La fabrication d’une cloche
Aujourd’hui encore, les cloches sont essentiellement fabriquées selon un procédé datant du Moyen-Age. Dans l’atelier se trouvent des gabarits de différentes tailles et différentes formes, à partir desquels on prépare un moule intérieur et un moule extérieur composés de sable et d’argile. Les ornementations et inscriptions qui décoreront la cloche sont délicatement imprimées dans la matière sableuse à l’intérieur du moule extérieur. On verse ensuite dans le moule un alliage de cuivre et d’étain chauffé à 1200° C. Cette opération, effectuée dans des conditions de chaleur extrême, nécessite des vêtements de protection spéciaux. Après le refroidissement, la cloche peut être démoulée et le canal qui a servi à couler le métal est cassé.
Plusieurs étapes sont encore nécessaires pour obtenir un bel objet propre et brillant: la cloche doit être sablée, polie sur le pourtour et brossée au moyen d’une brosse métallique. Pour finir, on fixe le battant – également moulé – qui produira le son de la cloche en venant taper sa paroi.
Sonnailles et toupins
La fabrication des sonnailles, également appelées toupins, sonnettes ou potets selon le canton dans lequel on se trouve, relève d’un tout autre procédé.

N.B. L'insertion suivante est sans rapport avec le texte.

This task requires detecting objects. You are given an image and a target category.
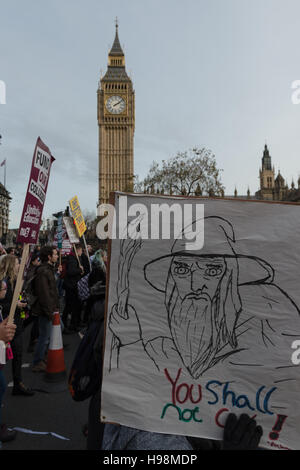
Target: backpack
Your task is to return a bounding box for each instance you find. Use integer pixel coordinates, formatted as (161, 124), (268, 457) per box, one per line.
(77, 273), (90, 302)
(68, 322), (103, 401)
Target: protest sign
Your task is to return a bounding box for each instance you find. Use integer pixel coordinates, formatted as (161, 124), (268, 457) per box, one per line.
(69, 196), (86, 237)
(17, 137), (55, 244)
(53, 226), (72, 256)
(8, 137), (55, 324)
(101, 193), (300, 449)
(63, 217), (79, 244)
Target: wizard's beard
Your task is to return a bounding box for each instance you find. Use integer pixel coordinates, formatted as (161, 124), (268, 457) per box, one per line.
(166, 268), (241, 379)
(169, 293), (218, 379)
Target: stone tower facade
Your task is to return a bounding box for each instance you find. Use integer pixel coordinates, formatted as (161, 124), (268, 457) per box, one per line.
(97, 24), (135, 204)
(259, 145), (275, 201)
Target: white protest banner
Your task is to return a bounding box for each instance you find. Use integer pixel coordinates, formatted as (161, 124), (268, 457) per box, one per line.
(101, 193), (300, 449)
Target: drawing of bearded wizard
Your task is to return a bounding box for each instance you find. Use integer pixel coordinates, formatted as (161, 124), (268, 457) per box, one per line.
(109, 216), (300, 380)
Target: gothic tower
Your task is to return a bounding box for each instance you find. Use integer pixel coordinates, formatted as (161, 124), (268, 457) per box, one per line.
(97, 23), (135, 204)
(256, 145), (274, 201)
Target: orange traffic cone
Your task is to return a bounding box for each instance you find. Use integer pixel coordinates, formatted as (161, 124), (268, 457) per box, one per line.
(45, 312), (66, 382)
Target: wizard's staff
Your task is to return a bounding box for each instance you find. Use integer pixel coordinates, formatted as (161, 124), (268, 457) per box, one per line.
(109, 214), (144, 371)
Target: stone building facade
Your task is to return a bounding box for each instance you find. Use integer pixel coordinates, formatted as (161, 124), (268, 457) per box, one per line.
(97, 24), (135, 204)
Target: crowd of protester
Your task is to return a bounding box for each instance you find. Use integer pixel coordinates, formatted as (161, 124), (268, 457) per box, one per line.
(0, 245), (262, 450)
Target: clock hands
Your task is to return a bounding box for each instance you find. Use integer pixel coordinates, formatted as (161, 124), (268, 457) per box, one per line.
(113, 100), (123, 107)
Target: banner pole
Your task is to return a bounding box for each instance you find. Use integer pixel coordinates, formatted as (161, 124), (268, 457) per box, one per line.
(7, 243), (29, 325)
(82, 234), (92, 271)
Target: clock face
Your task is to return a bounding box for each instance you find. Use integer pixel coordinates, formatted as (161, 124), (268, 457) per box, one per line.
(105, 95), (126, 114)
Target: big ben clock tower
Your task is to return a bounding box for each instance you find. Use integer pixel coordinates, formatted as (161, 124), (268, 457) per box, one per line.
(97, 23), (134, 204)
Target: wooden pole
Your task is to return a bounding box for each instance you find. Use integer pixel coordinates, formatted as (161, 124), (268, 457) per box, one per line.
(7, 243), (29, 325)
(82, 234), (92, 271)
(73, 243), (83, 269)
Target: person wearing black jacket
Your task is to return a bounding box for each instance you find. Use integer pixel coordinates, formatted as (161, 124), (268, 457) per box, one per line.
(86, 266), (106, 450)
(0, 255), (34, 396)
(62, 245), (84, 331)
(32, 246), (61, 372)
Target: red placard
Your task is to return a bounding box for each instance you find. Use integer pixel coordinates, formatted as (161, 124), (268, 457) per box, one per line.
(17, 137), (55, 244)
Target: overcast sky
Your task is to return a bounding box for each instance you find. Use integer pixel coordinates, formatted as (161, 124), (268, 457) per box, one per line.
(0, 0), (300, 228)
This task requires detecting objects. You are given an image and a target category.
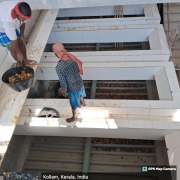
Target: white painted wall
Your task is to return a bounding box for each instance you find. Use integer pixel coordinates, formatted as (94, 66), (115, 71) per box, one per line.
(14, 119), (177, 140)
(53, 4), (161, 28)
(57, 4), (145, 17)
(0, 0), (179, 10)
(165, 131), (180, 179)
(155, 68), (172, 100)
(24, 10), (41, 39)
(0, 9), (58, 165)
(48, 28), (152, 43)
(46, 25), (170, 62)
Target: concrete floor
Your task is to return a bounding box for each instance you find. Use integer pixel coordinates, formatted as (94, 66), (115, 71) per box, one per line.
(0, 136), (170, 180)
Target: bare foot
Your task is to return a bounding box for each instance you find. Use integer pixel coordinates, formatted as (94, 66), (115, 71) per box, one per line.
(80, 98), (86, 107)
(17, 61), (23, 67)
(81, 103), (86, 107)
(66, 117), (78, 123)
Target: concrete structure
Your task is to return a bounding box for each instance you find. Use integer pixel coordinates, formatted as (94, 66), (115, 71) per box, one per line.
(0, 0), (179, 10)
(0, 0), (180, 179)
(163, 3), (180, 68)
(0, 10), (58, 164)
(15, 62), (180, 140)
(53, 4), (160, 28)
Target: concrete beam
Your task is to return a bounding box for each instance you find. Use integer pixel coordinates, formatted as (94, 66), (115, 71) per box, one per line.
(0, 9), (58, 165)
(1, 0), (179, 10)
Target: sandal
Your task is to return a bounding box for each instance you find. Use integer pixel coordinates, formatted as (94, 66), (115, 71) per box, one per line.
(26, 60), (38, 66)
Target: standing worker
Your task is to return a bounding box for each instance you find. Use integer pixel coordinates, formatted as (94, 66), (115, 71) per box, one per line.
(0, 1), (37, 67)
(52, 43), (86, 123)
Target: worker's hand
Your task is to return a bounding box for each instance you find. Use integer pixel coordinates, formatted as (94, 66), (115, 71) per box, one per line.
(20, 35), (26, 44)
(17, 52), (23, 62)
(61, 92), (67, 98)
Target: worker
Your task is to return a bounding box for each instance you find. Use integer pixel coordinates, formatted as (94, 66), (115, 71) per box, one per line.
(0, 1), (37, 67)
(52, 43), (86, 123)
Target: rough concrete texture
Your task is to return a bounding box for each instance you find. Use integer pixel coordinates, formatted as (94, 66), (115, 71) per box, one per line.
(1, 135), (26, 173)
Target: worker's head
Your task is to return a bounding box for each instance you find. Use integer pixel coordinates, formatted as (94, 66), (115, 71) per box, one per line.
(52, 43), (68, 59)
(11, 2), (32, 21)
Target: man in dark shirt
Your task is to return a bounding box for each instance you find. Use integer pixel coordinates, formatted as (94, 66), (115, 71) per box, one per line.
(52, 43), (86, 123)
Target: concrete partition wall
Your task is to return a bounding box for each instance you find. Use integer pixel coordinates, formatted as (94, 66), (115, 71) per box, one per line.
(5, 0), (179, 10)
(15, 62), (180, 140)
(0, 10), (58, 165)
(57, 4), (146, 17)
(46, 25), (170, 62)
(165, 131), (180, 179)
(53, 4), (161, 28)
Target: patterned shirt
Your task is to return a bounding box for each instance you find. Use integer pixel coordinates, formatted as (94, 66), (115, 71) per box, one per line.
(56, 60), (83, 93)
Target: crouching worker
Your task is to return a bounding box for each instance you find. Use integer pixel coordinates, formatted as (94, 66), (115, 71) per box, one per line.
(0, 1), (37, 67)
(52, 43), (86, 123)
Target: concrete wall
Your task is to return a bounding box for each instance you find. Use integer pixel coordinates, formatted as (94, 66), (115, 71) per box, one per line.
(57, 4), (145, 17)
(53, 4), (161, 28)
(0, 9), (58, 165)
(15, 62), (180, 140)
(155, 68), (175, 100)
(1, 136), (26, 172)
(165, 131), (180, 179)
(0, 0), (179, 10)
(46, 25), (170, 62)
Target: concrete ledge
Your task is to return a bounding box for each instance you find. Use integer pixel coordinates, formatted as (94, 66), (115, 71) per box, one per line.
(53, 4), (161, 28)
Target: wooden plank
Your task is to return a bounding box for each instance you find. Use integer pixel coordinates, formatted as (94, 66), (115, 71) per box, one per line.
(146, 81), (153, 100)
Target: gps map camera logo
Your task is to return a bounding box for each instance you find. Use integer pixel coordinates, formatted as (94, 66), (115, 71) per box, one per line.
(142, 166), (147, 172)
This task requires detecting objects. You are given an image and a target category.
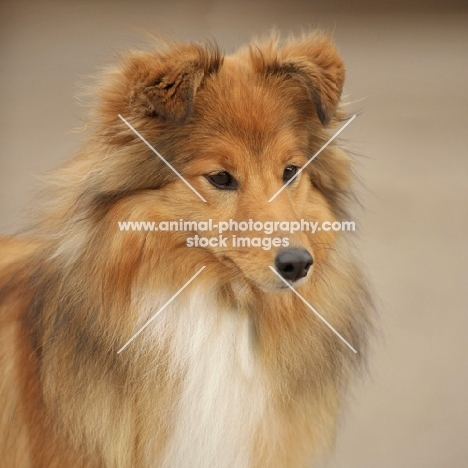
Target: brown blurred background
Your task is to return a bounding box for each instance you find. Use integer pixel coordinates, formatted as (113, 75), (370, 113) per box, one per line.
(0, 0), (468, 468)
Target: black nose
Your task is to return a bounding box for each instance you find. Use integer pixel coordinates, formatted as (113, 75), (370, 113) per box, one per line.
(275, 248), (314, 281)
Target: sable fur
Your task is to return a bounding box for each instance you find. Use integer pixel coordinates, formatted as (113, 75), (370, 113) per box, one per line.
(0, 33), (370, 468)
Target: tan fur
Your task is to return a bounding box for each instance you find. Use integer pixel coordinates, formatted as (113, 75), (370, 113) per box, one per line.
(0, 34), (370, 468)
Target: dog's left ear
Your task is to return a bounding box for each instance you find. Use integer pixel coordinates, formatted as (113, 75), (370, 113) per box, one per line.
(254, 34), (345, 125)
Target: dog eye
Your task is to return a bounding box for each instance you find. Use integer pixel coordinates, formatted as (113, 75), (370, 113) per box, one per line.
(206, 171), (237, 190)
(283, 166), (297, 182)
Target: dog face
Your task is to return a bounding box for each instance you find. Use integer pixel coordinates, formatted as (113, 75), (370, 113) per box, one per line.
(92, 36), (349, 290)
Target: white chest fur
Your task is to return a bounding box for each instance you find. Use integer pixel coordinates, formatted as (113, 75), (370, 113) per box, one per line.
(138, 291), (266, 468)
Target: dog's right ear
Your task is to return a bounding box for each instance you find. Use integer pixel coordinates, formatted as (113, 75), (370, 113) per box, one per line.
(116, 43), (223, 123)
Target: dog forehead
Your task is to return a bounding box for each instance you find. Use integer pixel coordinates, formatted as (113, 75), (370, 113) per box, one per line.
(191, 66), (301, 154)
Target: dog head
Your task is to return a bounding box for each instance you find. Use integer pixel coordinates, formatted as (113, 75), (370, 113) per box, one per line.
(86, 34), (349, 290)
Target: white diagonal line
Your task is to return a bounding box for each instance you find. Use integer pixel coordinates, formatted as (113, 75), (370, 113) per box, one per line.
(270, 266), (357, 354)
(117, 266), (206, 354)
(268, 114), (356, 203)
(118, 114), (206, 202)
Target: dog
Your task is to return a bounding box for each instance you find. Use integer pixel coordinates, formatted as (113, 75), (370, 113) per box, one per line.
(0, 32), (372, 468)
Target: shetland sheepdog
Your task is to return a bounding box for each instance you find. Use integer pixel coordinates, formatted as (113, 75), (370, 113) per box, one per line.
(0, 33), (371, 468)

Pour réussir à fabriquer une sonnaille à partir d’une plaque de tôle d’acier, il faut suivre plus de vingt étapes faisant appel à une grande technique et à un grand sa-voir-faire. Car le résultat ne doit pas seulement être esthétique, mais aussi mélodieux ! Pour commencer, l’artisan découpe les deux moitiés dans la plaque de tôle d’acier au moyen d’un modèle, puis les marque et les personnalise. Il chauffe ensuite les plaques jusqu’à l’incandescence dans la forge, les met en forme dans la matrice et les façonne au marteau. Il passe les plaques plusieurs fois sur le feu pour pouvoir peaufiner son travail. Les bords sont ensuite cisaillés avec précision, ajustés pour pouvoir s’emboîter et soigneusement soudés. Une seule erreur lors du soudage peut créer un défaut dans le métal et altérer le son. Lorsque la sonnaille a obtenu sa forme finale, l’artisan soude à l’intérieur un crochet sur lequel sera finalement fixé le battant. Il surmonte la sonnaille d’une poignée qui permettra de passer la courroie. De chaque côté de l’ouverture, deux rivets sont posés. Pour finir, les joints de soudure sont poncés et polis avec ardeur jusqu’à ce qu’il n’y ait plus aucune tache. Ainsi est née, du fer et des flammes, une sonnaille qui émettra son joyeux tintement pendant de nombreuses années.